Nel capoluogo pugliese l’attenzione si concentra soprattutto sul Teatro Margherita, che rappresenta una delle aperture simbolo dell’edizione 2026. Costruito tra il 1912 e il 1914 su palafitte in cemento armato sul tratto di mare davanti all’allora giardino Margherita, l’edificio è uno dei luoghi più rappresentativi della storia culturale cittadina.

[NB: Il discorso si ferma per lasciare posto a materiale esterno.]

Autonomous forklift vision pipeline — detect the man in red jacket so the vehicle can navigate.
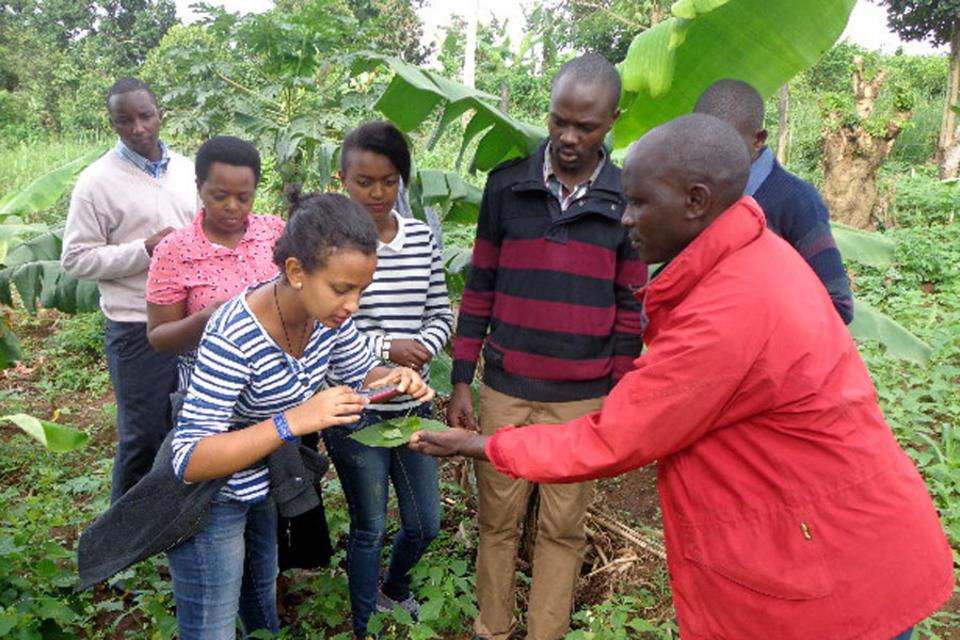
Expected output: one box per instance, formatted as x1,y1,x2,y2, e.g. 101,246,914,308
412,114,954,640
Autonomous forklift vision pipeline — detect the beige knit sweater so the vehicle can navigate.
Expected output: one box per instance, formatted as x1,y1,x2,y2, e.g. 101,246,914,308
60,149,198,322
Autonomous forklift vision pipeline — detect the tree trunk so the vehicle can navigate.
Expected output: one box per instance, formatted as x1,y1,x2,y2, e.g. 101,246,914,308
936,21,960,178
777,84,790,165
820,56,911,229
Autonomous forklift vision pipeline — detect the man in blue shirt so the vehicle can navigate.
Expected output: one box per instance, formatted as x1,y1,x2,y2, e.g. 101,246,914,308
694,80,853,324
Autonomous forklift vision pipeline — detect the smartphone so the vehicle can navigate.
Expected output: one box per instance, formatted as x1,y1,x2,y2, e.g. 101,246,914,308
360,387,400,404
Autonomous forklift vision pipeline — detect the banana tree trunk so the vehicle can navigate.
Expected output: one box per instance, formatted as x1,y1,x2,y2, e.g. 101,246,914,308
937,21,960,178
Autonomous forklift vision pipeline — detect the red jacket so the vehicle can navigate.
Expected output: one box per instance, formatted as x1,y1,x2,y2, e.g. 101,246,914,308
487,197,954,640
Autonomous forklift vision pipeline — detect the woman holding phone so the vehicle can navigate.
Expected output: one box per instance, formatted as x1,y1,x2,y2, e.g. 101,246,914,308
323,122,453,638
168,193,434,640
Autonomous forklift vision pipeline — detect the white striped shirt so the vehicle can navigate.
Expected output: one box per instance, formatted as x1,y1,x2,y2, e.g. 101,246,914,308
354,211,453,411
173,290,378,503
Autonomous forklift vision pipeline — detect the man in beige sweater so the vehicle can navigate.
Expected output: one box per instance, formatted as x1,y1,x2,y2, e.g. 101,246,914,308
61,78,197,502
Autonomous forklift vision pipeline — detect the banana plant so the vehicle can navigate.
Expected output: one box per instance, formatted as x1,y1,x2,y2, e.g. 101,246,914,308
0,145,105,369
353,0,930,364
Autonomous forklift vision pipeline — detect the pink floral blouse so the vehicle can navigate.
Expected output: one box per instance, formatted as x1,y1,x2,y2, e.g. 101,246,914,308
147,209,285,315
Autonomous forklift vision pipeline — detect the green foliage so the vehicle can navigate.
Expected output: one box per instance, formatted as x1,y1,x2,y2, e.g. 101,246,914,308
0,0,176,134
0,146,106,221
565,589,677,640
880,0,960,45
350,416,449,448
354,53,545,171
614,0,854,148
893,170,960,227
0,413,89,453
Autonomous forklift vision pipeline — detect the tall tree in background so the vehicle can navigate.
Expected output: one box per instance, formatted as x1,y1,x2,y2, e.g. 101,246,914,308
0,0,176,131
540,0,673,62
347,0,433,64
879,0,960,178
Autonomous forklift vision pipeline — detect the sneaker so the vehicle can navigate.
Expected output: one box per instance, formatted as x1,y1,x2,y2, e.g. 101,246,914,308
377,590,420,622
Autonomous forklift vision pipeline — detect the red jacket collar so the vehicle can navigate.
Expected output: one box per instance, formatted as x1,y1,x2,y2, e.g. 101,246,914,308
636,196,767,344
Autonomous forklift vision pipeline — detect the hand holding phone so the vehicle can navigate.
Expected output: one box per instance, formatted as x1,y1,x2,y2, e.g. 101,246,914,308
360,386,400,404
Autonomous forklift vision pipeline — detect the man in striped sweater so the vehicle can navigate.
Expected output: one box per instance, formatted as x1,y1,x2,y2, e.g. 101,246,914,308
448,55,646,640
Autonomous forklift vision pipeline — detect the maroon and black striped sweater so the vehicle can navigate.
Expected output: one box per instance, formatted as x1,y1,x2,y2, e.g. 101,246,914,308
452,144,647,402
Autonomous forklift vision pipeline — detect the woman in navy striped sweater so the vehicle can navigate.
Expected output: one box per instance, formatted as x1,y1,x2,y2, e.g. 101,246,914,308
169,194,433,640
323,122,453,638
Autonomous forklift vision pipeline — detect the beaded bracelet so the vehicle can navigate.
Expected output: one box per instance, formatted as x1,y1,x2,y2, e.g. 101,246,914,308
273,412,297,442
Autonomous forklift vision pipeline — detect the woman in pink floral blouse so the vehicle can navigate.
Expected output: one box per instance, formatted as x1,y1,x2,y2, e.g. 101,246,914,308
147,136,284,389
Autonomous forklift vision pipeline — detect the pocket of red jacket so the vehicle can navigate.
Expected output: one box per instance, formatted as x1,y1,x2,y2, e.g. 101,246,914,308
682,514,833,600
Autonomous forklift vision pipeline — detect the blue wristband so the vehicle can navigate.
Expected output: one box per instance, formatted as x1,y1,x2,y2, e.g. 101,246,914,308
273,411,297,442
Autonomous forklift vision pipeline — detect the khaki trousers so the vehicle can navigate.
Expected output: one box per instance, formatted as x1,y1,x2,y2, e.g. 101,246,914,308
474,386,603,640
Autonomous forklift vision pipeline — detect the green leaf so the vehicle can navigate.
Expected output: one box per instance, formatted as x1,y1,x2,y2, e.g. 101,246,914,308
0,413,89,453
613,0,855,148
353,53,546,171
0,319,23,369
350,416,448,448
850,300,932,365
0,145,106,219
430,351,453,396
0,229,100,313
830,222,895,267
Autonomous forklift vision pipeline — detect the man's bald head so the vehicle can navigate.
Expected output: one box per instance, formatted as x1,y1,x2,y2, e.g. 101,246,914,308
623,114,750,263
693,79,767,159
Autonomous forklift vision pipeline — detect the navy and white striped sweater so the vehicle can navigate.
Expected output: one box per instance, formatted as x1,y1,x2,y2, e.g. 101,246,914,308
173,290,378,503
353,212,453,411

Nato come risposta al divieto di realizzare altri teatri in città oltre al Petruzzelli, nel corso dei decenni è stato utilizzato anche come cinema, ha attraversato danni bellici, fasi di abbandono e più interventi di recupero, fino all’ultima riqualificazione che lo ha restituito come spazio per mostre, spettacoli e manifestazioni artistiche.

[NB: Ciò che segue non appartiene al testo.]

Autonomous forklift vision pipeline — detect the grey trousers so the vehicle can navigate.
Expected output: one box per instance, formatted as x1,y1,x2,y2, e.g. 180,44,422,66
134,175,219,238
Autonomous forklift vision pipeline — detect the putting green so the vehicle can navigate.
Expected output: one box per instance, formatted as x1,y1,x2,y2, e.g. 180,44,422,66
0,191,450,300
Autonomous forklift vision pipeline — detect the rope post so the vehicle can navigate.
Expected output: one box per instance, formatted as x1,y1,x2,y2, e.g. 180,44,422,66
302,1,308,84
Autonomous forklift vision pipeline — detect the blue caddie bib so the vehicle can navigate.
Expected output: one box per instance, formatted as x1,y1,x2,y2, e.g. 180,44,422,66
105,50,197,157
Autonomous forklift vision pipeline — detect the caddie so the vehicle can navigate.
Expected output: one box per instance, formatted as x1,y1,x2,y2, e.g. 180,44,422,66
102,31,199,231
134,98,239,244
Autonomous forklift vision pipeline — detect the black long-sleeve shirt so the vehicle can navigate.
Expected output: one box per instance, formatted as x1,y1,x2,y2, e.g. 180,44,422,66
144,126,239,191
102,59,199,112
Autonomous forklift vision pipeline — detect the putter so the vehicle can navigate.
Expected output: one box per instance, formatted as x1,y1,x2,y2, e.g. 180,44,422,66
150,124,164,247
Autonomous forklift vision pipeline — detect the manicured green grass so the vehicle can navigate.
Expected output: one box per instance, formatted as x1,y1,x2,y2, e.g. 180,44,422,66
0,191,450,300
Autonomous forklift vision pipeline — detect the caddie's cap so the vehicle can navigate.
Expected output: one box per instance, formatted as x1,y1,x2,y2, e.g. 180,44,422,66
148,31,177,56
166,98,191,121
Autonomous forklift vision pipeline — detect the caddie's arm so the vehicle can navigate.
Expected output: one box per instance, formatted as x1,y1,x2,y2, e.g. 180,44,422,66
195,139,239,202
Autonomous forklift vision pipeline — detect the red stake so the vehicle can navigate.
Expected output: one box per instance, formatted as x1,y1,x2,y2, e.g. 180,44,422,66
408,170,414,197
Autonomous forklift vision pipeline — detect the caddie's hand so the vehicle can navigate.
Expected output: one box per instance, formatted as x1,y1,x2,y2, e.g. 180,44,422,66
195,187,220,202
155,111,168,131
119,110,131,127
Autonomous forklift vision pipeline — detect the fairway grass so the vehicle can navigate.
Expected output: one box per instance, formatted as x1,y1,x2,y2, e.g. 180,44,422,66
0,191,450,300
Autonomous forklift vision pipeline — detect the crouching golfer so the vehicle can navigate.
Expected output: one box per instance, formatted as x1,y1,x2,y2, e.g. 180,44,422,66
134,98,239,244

In occasione delle Giornate FAI, il pubblico potrà accedere all’edificio e visitare in anteprima ambienti e dettagli appena restaurati, dalla riconfigurazione del basamento al nuovo ingresso, fino alla cupola della sala in stile tardo Liberty, alla torre scenica, alla platea e al foyer. Il Teatro Margherita rientra inoltre nell’itinerario europeo dell’iniziativa perché interessato da un finanziamento del Fondo europeo di sviluppo regionale per il recupero e la valorizzazione del bene.

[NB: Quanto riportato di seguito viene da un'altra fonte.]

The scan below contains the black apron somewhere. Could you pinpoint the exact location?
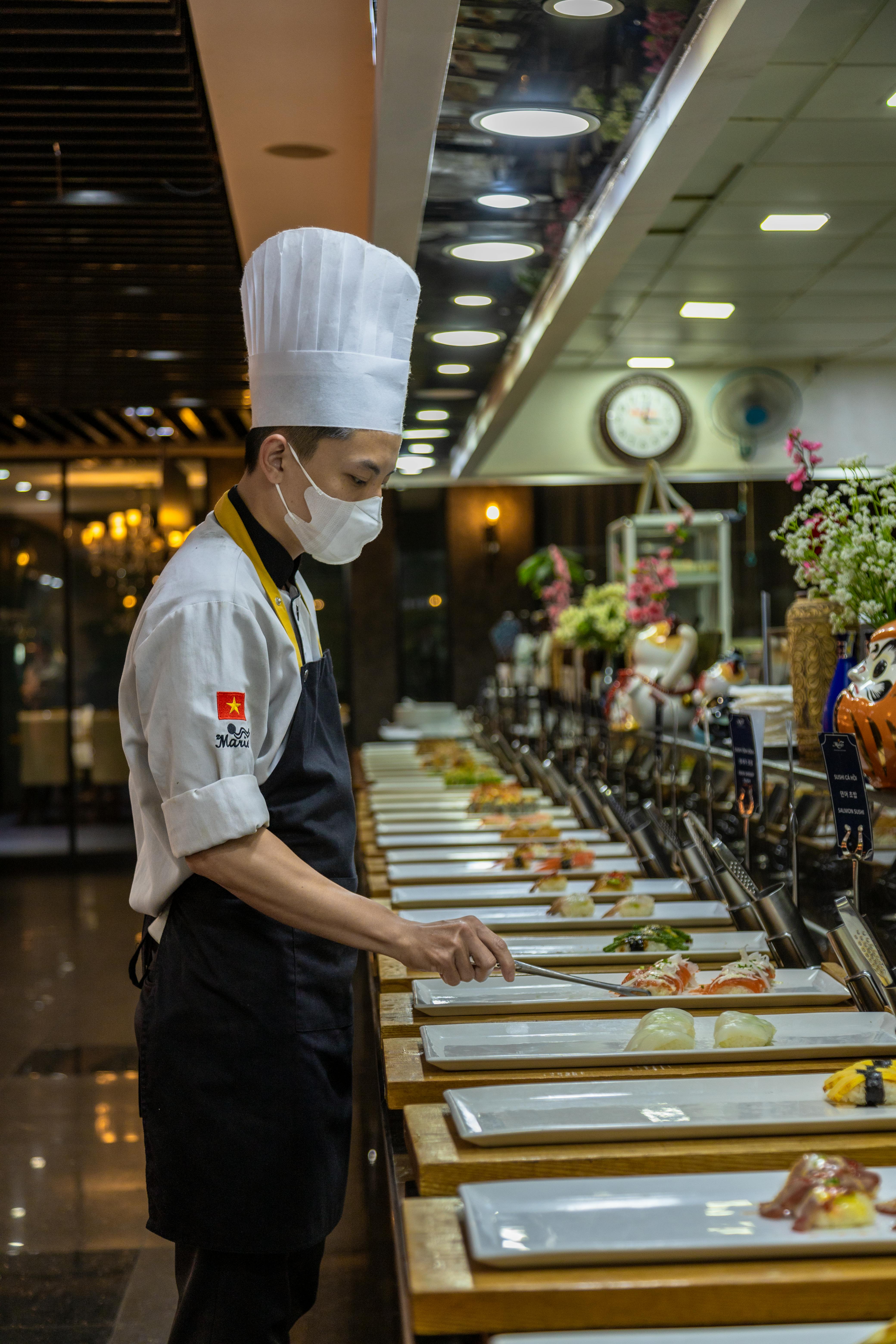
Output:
[136,652,357,1254]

Per la provincia di Bari, il programma comprende anche altre aperture straordinarie. A Noci sarà visitabile la chiesa di Santa Maria Assunta in Cielo, complesso del secondo dopoguerra normalmente non aperto al pubblico. A Monopoli, con ingresso riservato agli iscritti FAI, sarà possibile accedere alla chiesa e al casale rupestre dei Santi Andrea e Procopio, bene di proprietà privata legato a un antico insediamento medievale. A Santeramo in Colle, infine, le visite riguarderanno il Palazzo Comunale e il Palazzo Marchesale. L’iniziativa, promossa dal FAI, rappresenta anche un momento di sensibilizzazione e raccolta fondi a sostegno delle attività di tutela e valorizzazione del patrimonio culturale. Dal 1993 al 2025, le Giornate FAI hanno coinvolto quasi 13 milioni e mezzo di visitatori in tutta Italia, con oltre 17mila luoghi aperti.